Nella maggior parte dei vocabolari, l’anima
(e lo stesso dicasi per alma, âme, soul,
seele), è in primis una proprietà dell’essere umano, ed è un principio, il
“principio vitale”. Cioè, nulla di scientifico. Tuttavia il termine, per
brevità e icasticità, può attualizzarsi come sinonimo di sistema nervoso, il
circuito percezione-azione dei metazoi, vitale sì, ma al pari degli altri
sistemi fisiologici. Il centro raccolta dati, collegato dai nervi ai margini,
riceventi e trasmittenti, nell’uomo si distingue, nel bene e nel male, per misura
e qualità.
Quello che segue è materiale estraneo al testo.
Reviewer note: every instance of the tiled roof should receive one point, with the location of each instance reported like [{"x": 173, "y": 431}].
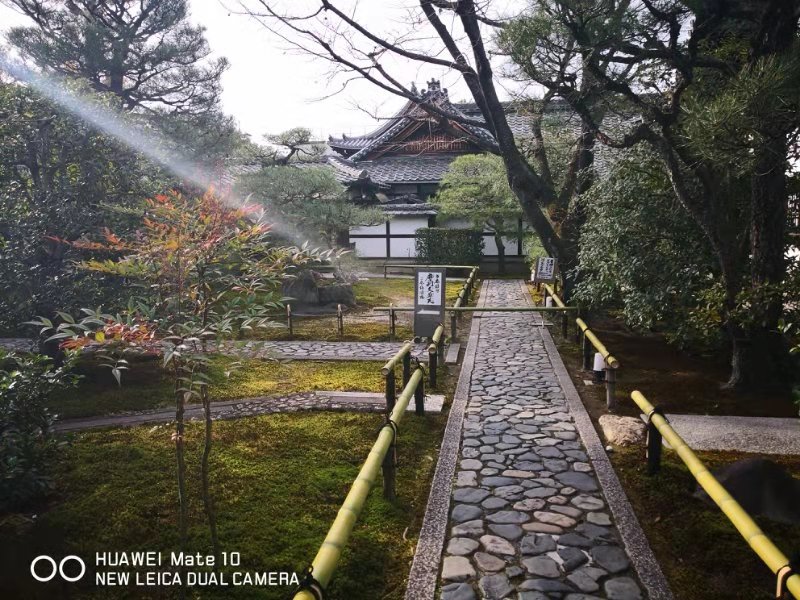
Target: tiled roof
[
  {"x": 395, "y": 169},
  {"x": 409, "y": 209}
]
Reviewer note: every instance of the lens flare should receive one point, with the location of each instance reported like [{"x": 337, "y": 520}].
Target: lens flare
[{"x": 149, "y": 143}]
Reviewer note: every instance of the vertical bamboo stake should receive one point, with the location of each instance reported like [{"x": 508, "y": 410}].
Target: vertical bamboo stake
[
  {"x": 419, "y": 398},
  {"x": 611, "y": 389}
]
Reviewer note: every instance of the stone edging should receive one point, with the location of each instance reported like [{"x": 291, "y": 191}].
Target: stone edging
[
  {"x": 424, "y": 574},
  {"x": 636, "y": 544}
]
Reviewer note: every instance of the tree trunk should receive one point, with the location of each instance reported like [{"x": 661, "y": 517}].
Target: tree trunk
[
  {"x": 764, "y": 360},
  {"x": 501, "y": 253},
  {"x": 208, "y": 500},
  {"x": 183, "y": 519}
]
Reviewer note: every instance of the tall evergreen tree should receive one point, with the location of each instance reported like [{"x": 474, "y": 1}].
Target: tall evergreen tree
[{"x": 146, "y": 52}]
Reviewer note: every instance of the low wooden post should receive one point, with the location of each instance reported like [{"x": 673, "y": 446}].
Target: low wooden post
[
  {"x": 433, "y": 360},
  {"x": 611, "y": 389},
  {"x": 653, "y": 445},
  {"x": 587, "y": 353},
  {"x": 406, "y": 368},
  {"x": 389, "y": 468},
  {"x": 390, "y": 393},
  {"x": 419, "y": 398}
]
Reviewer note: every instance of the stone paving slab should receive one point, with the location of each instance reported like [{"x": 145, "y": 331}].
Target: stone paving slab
[
  {"x": 248, "y": 407},
  {"x": 528, "y": 519},
  {"x": 760, "y": 435}
]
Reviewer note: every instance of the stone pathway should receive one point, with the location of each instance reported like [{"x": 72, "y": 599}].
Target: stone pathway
[
  {"x": 377, "y": 351},
  {"x": 249, "y": 407},
  {"x": 528, "y": 520}
]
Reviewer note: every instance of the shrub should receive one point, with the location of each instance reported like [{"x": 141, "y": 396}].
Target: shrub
[
  {"x": 439, "y": 246},
  {"x": 26, "y": 443}
]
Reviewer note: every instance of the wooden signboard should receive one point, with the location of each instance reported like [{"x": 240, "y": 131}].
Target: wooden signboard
[
  {"x": 429, "y": 298},
  {"x": 545, "y": 270}
]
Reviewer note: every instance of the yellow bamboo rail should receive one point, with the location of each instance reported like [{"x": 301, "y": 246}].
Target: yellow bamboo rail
[
  {"x": 330, "y": 551},
  {"x": 611, "y": 361},
  {"x": 392, "y": 362},
  {"x": 750, "y": 531}
]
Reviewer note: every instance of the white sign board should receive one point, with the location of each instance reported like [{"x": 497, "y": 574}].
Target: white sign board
[
  {"x": 545, "y": 269},
  {"x": 429, "y": 288},
  {"x": 428, "y": 301}
]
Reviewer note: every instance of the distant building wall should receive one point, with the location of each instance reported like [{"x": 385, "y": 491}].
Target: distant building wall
[{"x": 397, "y": 238}]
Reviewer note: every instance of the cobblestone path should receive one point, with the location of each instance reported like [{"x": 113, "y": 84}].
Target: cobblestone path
[
  {"x": 305, "y": 350},
  {"x": 528, "y": 520}
]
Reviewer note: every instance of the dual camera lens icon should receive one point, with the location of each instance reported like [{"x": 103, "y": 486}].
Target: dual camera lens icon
[{"x": 44, "y": 568}]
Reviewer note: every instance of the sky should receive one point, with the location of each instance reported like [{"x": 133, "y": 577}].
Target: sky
[{"x": 270, "y": 87}]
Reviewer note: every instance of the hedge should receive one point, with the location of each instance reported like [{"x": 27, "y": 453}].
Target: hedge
[{"x": 440, "y": 246}]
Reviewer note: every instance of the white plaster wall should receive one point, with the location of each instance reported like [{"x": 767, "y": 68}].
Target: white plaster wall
[
  {"x": 404, "y": 248},
  {"x": 407, "y": 224},
  {"x": 371, "y": 229},
  {"x": 370, "y": 247}
]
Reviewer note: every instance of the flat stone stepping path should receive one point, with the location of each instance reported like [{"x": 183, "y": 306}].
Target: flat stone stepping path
[
  {"x": 300, "y": 350},
  {"x": 528, "y": 519},
  {"x": 250, "y": 407},
  {"x": 761, "y": 435}
]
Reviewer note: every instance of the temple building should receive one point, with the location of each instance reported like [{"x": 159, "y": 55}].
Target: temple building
[{"x": 400, "y": 165}]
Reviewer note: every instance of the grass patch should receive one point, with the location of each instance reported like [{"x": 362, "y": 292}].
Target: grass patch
[
  {"x": 278, "y": 482},
  {"x": 381, "y": 292},
  {"x": 146, "y": 386},
  {"x": 356, "y": 329},
  {"x": 700, "y": 551}
]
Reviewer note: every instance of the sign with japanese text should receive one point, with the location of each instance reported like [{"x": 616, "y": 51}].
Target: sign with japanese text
[
  {"x": 429, "y": 286},
  {"x": 545, "y": 270}
]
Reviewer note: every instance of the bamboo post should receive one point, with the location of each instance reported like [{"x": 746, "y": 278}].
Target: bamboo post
[
  {"x": 419, "y": 398},
  {"x": 389, "y": 468},
  {"x": 390, "y": 392},
  {"x": 654, "y": 442},
  {"x": 611, "y": 388},
  {"x": 433, "y": 359},
  {"x": 587, "y": 353},
  {"x": 406, "y": 368}
]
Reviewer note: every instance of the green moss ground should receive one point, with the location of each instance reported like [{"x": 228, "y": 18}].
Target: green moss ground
[
  {"x": 701, "y": 553},
  {"x": 361, "y": 324},
  {"x": 278, "y": 481},
  {"x": 145, "y": 386}
]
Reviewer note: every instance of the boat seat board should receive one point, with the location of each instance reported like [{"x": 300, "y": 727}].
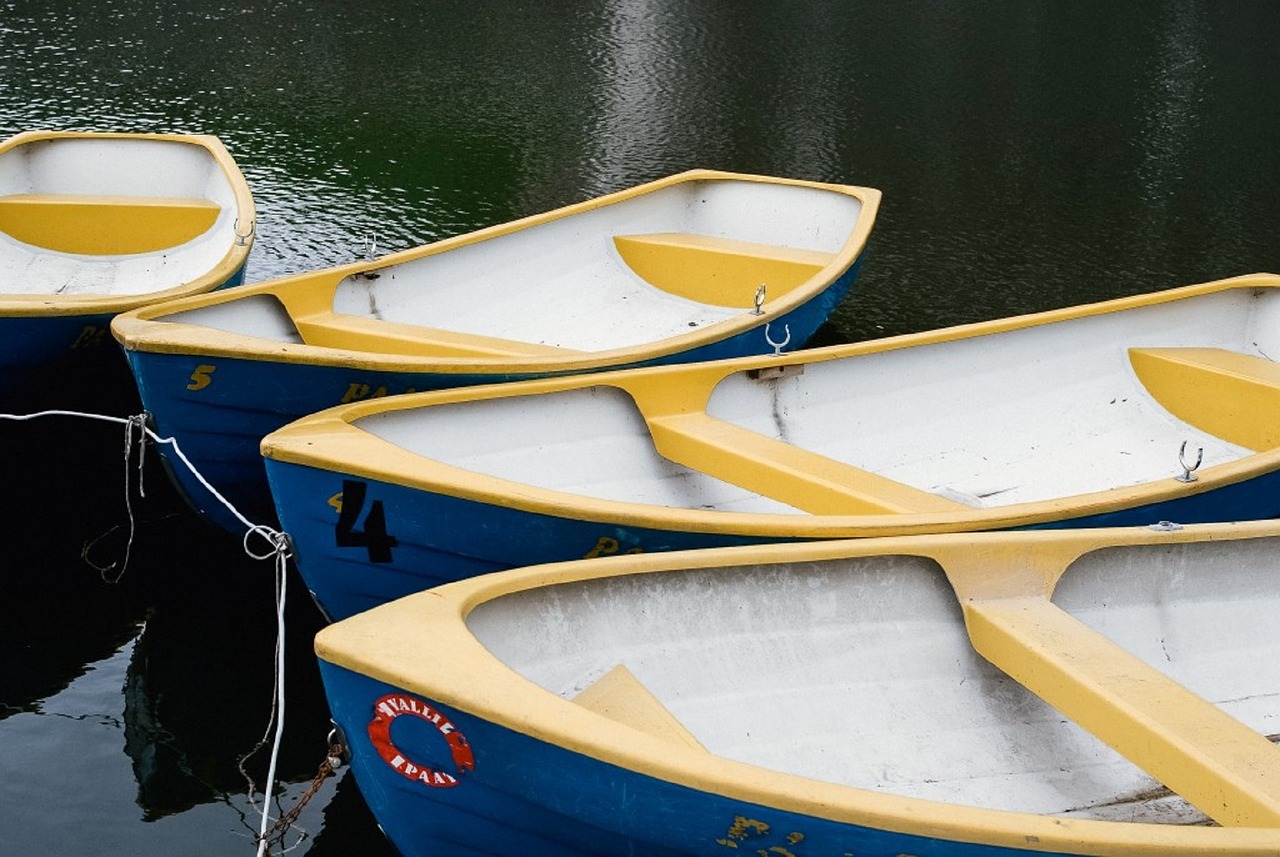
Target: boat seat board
[
  {"x": 717, "y": 270},
  {"x": 337, "y": 330},
  {"x": 620, "y": 696},
  {"x": 785, "y": 472},
  {"x": 1221, "y": 766},
  {"x": 104, "y": 224},
  {"x": 1232, "y": 395}
]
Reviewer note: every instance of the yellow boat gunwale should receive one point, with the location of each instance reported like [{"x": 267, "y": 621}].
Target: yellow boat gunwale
[
  {"x": 352, "y": 450},
  {"x": 232, "y": 261},
  {"x": 385, "y": 644},
  {"x": 136, "y": 331}
]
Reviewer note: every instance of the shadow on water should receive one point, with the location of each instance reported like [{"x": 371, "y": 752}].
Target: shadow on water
[{"x": 99, "y": 567}]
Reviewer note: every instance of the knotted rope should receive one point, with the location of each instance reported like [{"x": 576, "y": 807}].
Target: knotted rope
[{"x": 136, "y": 434}]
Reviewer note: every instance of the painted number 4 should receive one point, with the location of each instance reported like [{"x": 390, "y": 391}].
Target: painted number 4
[{"x": 373, "y": 536}]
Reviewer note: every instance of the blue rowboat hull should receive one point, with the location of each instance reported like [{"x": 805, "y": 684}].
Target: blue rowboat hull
[
  {"x": 220, "y": 408},
  {"x": 53, "y": 356},
  {"x": 494, "y": 791},
  {"x": 396, "y": 540}
]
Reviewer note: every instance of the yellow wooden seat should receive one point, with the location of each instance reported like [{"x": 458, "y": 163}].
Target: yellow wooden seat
[
  {"x": 1230, "y": 395},
  {"x": 784, "y": 472},
  {"x": 1212, "y": 760},
  {"x": 104, "y": 225},
  {"x": 620, "y": 696},
  {"x": 336, "y": 330},
  {"x": 714, "y": 270}
]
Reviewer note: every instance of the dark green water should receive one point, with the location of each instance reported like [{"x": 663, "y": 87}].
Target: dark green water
[{"x": 1032, "y": 154}]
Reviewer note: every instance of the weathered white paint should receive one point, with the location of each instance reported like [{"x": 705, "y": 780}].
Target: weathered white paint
[
  {"x": 1014, "y": 417},
  {"x": 113, "y": 165},
  {"x": 859, "y": 670}
]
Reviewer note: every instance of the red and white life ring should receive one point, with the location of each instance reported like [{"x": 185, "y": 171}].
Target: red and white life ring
[{"x": 394, "y": 705}]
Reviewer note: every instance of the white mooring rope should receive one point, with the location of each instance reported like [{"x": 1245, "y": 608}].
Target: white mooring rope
[{"x": 280, "y": 551}]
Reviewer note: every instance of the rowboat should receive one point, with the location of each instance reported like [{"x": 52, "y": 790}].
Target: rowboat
[
  {"x": 1127, "y": 412},
  {"x": 1054, "y": 692},
  {"x": 696, "y": 266},
  {"x": 95, "y": 224}
]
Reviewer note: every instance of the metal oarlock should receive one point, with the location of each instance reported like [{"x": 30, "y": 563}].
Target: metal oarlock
[
  {"x": 777, "y": 347},
  {"x": 242, "y": 237},
  {"x": 1188, "y": 473}
]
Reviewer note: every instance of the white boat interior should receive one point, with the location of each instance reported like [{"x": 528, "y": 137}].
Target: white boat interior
[
  {"x": 859, "y": 670},
  {"x": 648, "y": 267},
  {"x": 106, "y": 215},
  {"x": 1077, "y": 406}
]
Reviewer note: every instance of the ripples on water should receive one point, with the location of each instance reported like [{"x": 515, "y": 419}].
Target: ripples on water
[{"x": 1032, "y": 154}]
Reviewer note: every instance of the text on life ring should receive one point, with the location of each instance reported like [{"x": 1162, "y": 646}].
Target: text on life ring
[{"x": 394, "y": 705}]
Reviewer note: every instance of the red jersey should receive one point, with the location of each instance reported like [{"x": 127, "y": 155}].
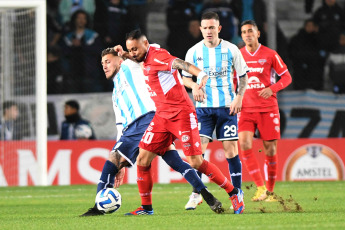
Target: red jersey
[
  {"x": 263, "y": 64},
  {"x": 165, "y": 84}
]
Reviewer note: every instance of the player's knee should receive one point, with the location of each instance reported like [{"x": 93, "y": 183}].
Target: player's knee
[
  {"x": 117, "y": 160},
  {"x": 195, "y": 161},
  {"x": 245, "y": 145},
  {"x": 143, "y": 161},
  {"x": 271, "y": 151}
]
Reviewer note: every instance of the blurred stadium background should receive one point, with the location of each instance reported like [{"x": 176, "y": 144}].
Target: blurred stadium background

Vi si formano i pensieri, quelli giusti e quelli sbagliati, quelli
nobili e quelli meschini, a seconda di quali e quante informazioni vi entrano,
da prima ancora della nascita, nonché di come queste si dispongono, si
confrontano, si trasformano. Il variare, all’esterno, delle occasioni, e del sostrato
neurologico all’interno, segnano le differenze da persona a persona, per cui avremo
profondità o semplicità, bellezza o maledizione, oppure quella frigidità che fa
parlare di assenza d’anima. Ciò compreso, si fa evidente il criterio per valutare
e progettare il dovere, anzitutto quello dei genitori e di quanti altri si
occupano di infanzia e di scuola, poi del lavoro in genere: operare all’esterno
dell’anima per consentirle percezioni benefiche e preservarla da quelle deleterie;
e al suo interno, per agevolare le capacità cognitive, approfondire la ragione,
curare le disfunzioni psichiche e prevenirle, anche attraverso le scoperte
della genetica. Il resto, nel
rispetto dei diritti primari di tutti, va lasciato ai processi selettivi naturali. Così
procedendo, e se il mondo non finirà prima, è possibile una generazione umana che
superi in valore gli altri animali, cosa attualmente negata, perché nell’uomo,
in media, le altezze sono neutralizzate dai loro contrari.